By Dan Keane, Associated Press
LA PAZ, Bolivia - A delegation of six U.S. senators led by incoming Senate Majority Leader Harry Reid arrived in this Andean capital Thursday seeking to smooth relations with Bolivia's left-leaning government.
Sen. Ken Salazar, D-Colo., said in fluent Spanish to Bolivian reporters that the visit could provide a ''different direction'' for U.S.-Bolivian relations, which have been strained under Bolivia's leftist leader Evo Morales.
''I believe all of us want the same thing, to help lift up the people of Latin America so that they can achieve the human dignity they deserve,'' Salazar said.

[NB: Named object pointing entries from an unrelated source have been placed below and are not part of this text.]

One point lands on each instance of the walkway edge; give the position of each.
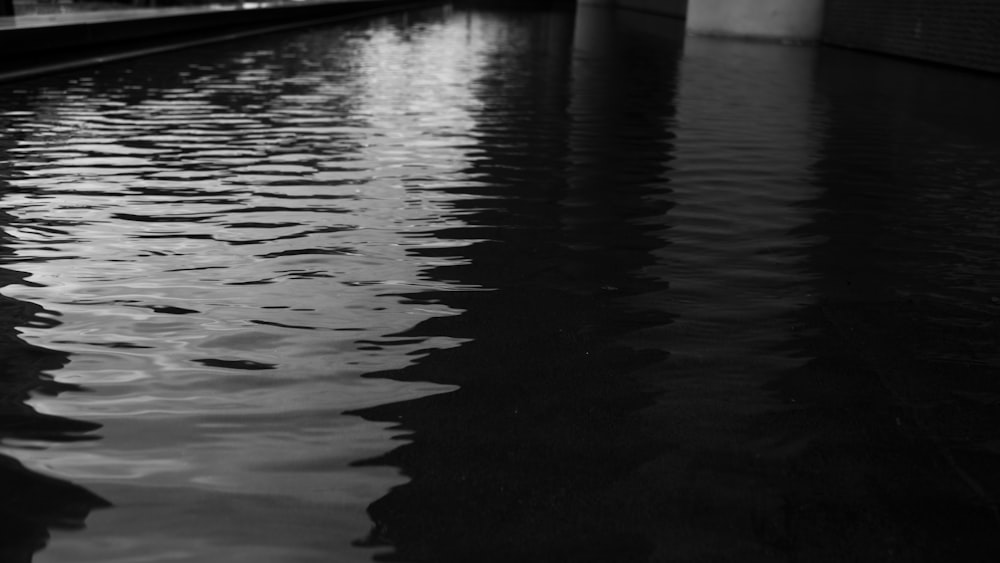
(212, 27)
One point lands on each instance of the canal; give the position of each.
(474, 284)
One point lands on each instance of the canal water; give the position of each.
(480, 285)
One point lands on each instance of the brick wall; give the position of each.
(958, 32)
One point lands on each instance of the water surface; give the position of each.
(484, 285)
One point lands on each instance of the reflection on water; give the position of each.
(486, 285)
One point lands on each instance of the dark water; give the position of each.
(536, 286)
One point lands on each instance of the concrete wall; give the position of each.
(958, 32)
(765, 19)
(672, 8)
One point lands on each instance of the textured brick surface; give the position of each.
(959, 32)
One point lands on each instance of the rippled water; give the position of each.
(474, 285)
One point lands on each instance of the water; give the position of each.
(485, 285)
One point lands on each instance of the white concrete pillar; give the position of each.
(792, 20)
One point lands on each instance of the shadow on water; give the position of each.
(517, 464)
(737, 305)
(33, 504)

Reid, D-Nev., said that Morales, Bolivia's first Indian president, had been elected democratically.
''Not everyone was pleased with the outcome, but that's the way elections are, just like ours of Nov. 7,'' he said, referring to the vote in which Reid's Democratic Party retook both houses of Congress.
Joining Reid and Salazar are incoming Majority Whip Richard Durbin, D-Ill.; Sen. Kent Conrad, D-North Dakota; Sen. Judd Gregg, R-N.H., and Sen. Robert Bennett, R-Utah.

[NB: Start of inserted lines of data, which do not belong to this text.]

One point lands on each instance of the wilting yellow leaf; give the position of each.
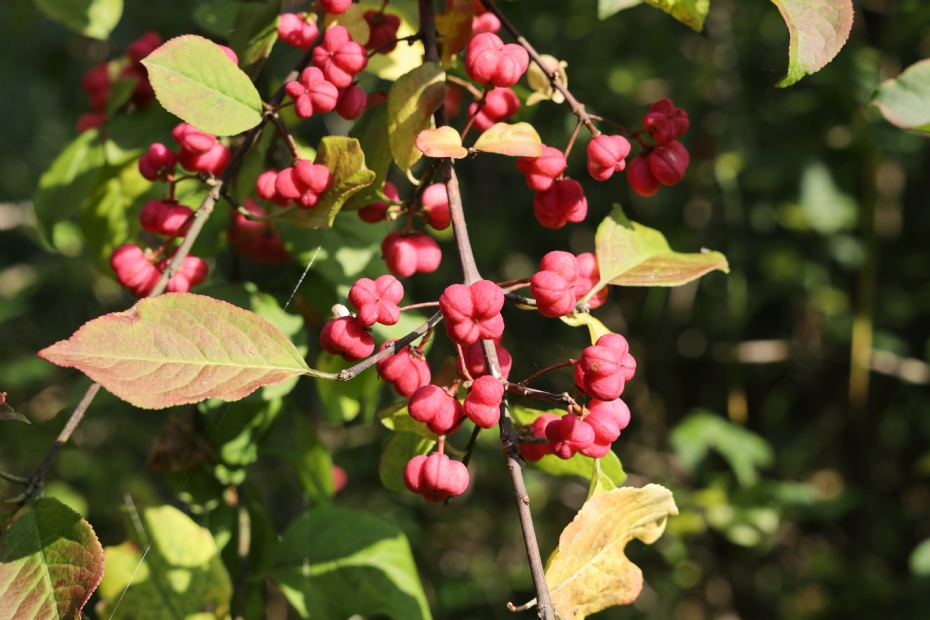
(589, 571)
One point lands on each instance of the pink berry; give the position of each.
(157, 161)
(472, 313)
(435, 202)
(564, 202)
(641, 179)
(489, 61)
(339, 57)
(440, 412)
(376, 300)
(542, 171)
(346, 337)
(668, 162)
(482, 405)
(666, 122)
(312, 93)
(383, 29)
(607, 154)
(532, 452)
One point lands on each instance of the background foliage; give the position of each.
(795, 502)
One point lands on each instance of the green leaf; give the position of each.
(334, 563)
(630, 254)
(517, 140)
(50, 563)
(441, 142)
(905, 100)
(194, 80)
(606, 8)
(371, 132)
(411, 102)
(689, 12)
(254, 32)
(818, 30)
(345, 400)
(703, 431)
(595, 327)
(180, 348)
(92, 18)
(181, 575)
(63, 187)
(345, 159)
(578, 465)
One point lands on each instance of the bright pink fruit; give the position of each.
(376, 300)
(482, 405)
(440, 412)
(564, 202)
(473, 312)
(346, 337)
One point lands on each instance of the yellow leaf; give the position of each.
(589, 571)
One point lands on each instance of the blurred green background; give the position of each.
(797, 500)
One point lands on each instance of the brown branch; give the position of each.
(471, 275)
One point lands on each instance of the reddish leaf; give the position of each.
(180, 348)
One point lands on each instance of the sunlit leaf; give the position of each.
(180, 348)
(335, 562)
(412, 100)
(50, 563)
(181, 572)
(818, 30)
(517, 140)
(589, 571)
(193, 79)
(441, 142)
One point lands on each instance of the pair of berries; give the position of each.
(406, 370)
(135, 272)
(607, 154)
(489, 61)
(296, 31)
(410, 253)
(435, 477)
(472, 312)
(166, 217)
(605, 367)
(200, 151)
(303, 183)
(499, 104)
(255, 239)
(562, 280)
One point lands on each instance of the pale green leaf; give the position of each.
(194, 80)
(50, 564)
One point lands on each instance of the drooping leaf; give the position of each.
(92, 18)
(50, 564)
(905, 100)
(517, 140)
(402, 447)
(335, 562)
(606, 8)
(345, 159)
(441, 142)
(181, 575)
(689, 12)
(818, 30)
(630, 254)
(595, 327)
(63, 187)
(703, 431)
(589, 571)
(193, 79)
(254, 33)
(180, 348)
(411, 102)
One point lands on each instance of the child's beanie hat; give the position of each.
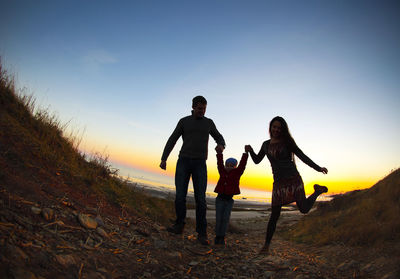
(231, 161)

U.S. ties to Bolivia have been tense partly due to Morales' friendship with leaders Fidel Castro of Cuba and Hugo Chávez of Venezuela, as well as by Morales' background as the leader of coca growers fighting U.S. attempts to eradicate their crops.
Morales announced earlier this month that he would seek to significantly expand legal cultivation of coca, which is commonly used in Bolivia as a mild stimulant but is also the main ingredient in cocaine.
The statement drew sharp criticism from Washington, which has strenuously objected to any increase in coca production, but the two nations this month signed an agreement guaranteeing $34 million in U.S. anti-narcotics aid for next year.
Like Chávez, Morales has railed against U.S. foreign policy.
But he also sent Vice President Alvaro García Linera twice to Washington to negotiate an extension of a key trade agreement with the United States -- that President Bush eventually backed and Congress passed earlier this month.